MAD MEN Season 7 Episode 11
Will More Losses
Mean A Setback for Don?
Will More Losses
Mean A Setback for Don?
Right when it seems life is moving along for Don in a more optimistic way, Mad Men Season 7 Episode 11 Time and Life comes along. McCann-Erickson plays a manipulative trick, absorbing Sterling Cooper & Partners. The agency’s identity is now gone. Does it take away Don’s as well? Don says to Roger: “What’s in a name?” But that’s a very complicated question for Don Draper (Jon Hamm).
Will Don Be Anyone’s Stooge? Not Likely
Dick Whitman, Don’s childhood self, didn’t take on a whole new identity for nothing. Not only was he trying to free himself from the trauma of his past – he didn’t want to be that person his past made him feel he was. It’s not likely to be up Don’s alley to play stooge for someone like Jim Hobart. Feeling powerless is too much like being the lowest on the totem pole in his family.
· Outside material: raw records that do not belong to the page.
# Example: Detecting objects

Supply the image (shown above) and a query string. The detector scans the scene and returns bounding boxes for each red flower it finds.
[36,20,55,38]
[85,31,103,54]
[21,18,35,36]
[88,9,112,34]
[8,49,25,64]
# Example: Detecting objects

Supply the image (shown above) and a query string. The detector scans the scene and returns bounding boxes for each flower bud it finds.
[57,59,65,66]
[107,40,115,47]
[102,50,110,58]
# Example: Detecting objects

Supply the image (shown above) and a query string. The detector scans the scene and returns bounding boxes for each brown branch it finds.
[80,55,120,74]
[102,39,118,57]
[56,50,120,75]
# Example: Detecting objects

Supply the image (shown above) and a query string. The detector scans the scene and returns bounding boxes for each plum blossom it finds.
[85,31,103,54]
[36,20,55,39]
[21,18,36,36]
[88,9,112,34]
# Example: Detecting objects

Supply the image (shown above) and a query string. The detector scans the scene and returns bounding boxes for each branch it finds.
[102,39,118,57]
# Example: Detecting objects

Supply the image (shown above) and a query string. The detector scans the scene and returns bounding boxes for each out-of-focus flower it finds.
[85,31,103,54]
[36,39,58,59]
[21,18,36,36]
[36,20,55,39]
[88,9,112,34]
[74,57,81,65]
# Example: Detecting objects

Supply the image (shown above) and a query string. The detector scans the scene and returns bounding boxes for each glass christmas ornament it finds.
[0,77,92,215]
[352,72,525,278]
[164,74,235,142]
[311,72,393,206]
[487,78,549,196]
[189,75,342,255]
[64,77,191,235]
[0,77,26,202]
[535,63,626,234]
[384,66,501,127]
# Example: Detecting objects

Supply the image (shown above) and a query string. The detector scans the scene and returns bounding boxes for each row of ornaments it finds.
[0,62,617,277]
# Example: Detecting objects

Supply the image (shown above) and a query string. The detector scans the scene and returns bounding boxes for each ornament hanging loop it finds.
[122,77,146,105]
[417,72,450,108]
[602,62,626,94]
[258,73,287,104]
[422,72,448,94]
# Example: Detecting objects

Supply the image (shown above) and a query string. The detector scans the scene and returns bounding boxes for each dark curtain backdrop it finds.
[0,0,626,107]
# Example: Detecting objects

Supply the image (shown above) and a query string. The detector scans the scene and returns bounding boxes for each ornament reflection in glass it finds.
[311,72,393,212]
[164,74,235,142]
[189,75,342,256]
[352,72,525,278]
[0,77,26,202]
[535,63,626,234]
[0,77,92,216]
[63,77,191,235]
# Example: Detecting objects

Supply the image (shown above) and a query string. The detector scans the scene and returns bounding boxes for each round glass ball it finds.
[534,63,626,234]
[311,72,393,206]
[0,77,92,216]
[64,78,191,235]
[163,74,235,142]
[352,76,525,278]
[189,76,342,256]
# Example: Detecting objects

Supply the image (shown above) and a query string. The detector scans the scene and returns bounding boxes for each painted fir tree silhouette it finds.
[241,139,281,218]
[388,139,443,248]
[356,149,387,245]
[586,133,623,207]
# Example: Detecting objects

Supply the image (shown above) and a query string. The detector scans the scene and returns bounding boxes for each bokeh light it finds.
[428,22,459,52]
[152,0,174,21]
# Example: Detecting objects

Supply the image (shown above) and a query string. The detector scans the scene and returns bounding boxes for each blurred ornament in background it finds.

The “test” SC & P is told they’ve passed to enter the big time by joining McCann-Erikson isn’t the important thing for Don. How he weathers this latest blow (and another loss) is the real test. Particularly of his newfound, and rather fragile, hope for a different life. He’s up and down in Mad Men Season 7 Episode 11. He’s in danger of turning back to his old ways of managing feelings: with women and booze.
Can Don Weather His Vulnerabilities?
Don’s vulnerable to that temptation at the beginning of Mad Men Season 7 Episode 11, Time and Life. He receives a call from the elusive waitress, Diana. He avoids this lure for a bit, while the wheels in his mind turn rapidly to creative solutions to avoid being swallowed up. This is Don at his best.
SC & P can stay autonomous by moving to their smaller California offices. Take the clients that McCann-Erickson can’t have due to the original non-compete clause in the merger. Right? Sounds promising, since McCann-Erickson will only benefit as well. But, it’s a no go from Hobart – who wants them there in New York for the “biggest opportunity of their lives.”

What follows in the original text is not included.